By Sarah Mills
Back in 1999, the all female team behind musical “Mamma Mia!”, based on songs by Swedish pop group ABBA, had no idea how successful their ‘kitchen sink’ show would be. “When you’re a producer, you just hope everything will work. So to be here 25 years (on) is a big milestone,” producer Judy Craymer said, a few days before the musical celebrates it’s landmark run in London’s West End. The drama of a mother and daughter with three possible dads has been seen in over 450 cities around the world, and led to two hit movies. “The ABBA songs are the icing on the cake, but what we’ve done is we put the ABBA songs into context,” Craymer said of the show, written by Catherine Johnson and directed by Phyllida Lloyd. “We represent real people. It’s not a fairy tale. It’s very kitchen sink,” said actor Mazz Murray, who plays mum Donna in the production at London’s Novello Theatre. She hears audiences both weeping and laughing during the show, she added. “I think ‘Mamma Mia!’ did change a dynamic.
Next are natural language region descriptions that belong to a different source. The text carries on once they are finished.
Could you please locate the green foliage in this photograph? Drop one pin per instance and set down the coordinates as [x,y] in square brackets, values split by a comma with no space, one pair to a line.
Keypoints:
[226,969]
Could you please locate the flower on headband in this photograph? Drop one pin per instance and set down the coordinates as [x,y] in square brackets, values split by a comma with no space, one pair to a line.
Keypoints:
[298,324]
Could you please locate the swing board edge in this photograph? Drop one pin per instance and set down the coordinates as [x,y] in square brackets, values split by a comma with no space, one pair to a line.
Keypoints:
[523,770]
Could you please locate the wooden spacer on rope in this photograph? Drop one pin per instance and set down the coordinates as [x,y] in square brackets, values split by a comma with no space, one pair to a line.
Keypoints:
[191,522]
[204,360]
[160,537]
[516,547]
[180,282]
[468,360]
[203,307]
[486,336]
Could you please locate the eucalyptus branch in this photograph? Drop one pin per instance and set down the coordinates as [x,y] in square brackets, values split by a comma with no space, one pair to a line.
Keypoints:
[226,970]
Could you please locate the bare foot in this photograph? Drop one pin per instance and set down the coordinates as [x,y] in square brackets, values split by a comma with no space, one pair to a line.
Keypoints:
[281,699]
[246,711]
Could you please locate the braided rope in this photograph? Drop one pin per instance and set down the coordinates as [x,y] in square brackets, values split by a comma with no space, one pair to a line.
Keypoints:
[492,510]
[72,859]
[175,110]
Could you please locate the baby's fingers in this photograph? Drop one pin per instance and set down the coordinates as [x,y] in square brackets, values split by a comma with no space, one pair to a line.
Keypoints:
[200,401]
I think it’s earned it’s place in the cultural history of musical theatre,” Craymer said, noting it offered something different and lighter to some of the other successful musicals of the time like Cameron Mackintosh’s “Les Miserables” and Andrew Lloyd Webber’s “Phantom of the Opera”.
Reflecting on securing the use of the music, Craymer said that when she started suggesting to ABBA stars Benny Andersson and Björn Ulvaeus in the 1980s that a musical could be made from their songs “they’d probably moved on to other things”. “I think they thought that ABBA had kind of gone away… It wasn’t till later in the nineties when things began to blossom, we began to move forward.” “What I love is that over the 25 years we have succeeded in bringing the show to new generations, bringing theatre to new generations, but also ABBA to new generations.” Coincidentally, while Mamma Mia! celebrates 25 years on April 6, ABBA are also marking 50 years since the release of their 1974 song “Waterloo”, which brought them to global attention.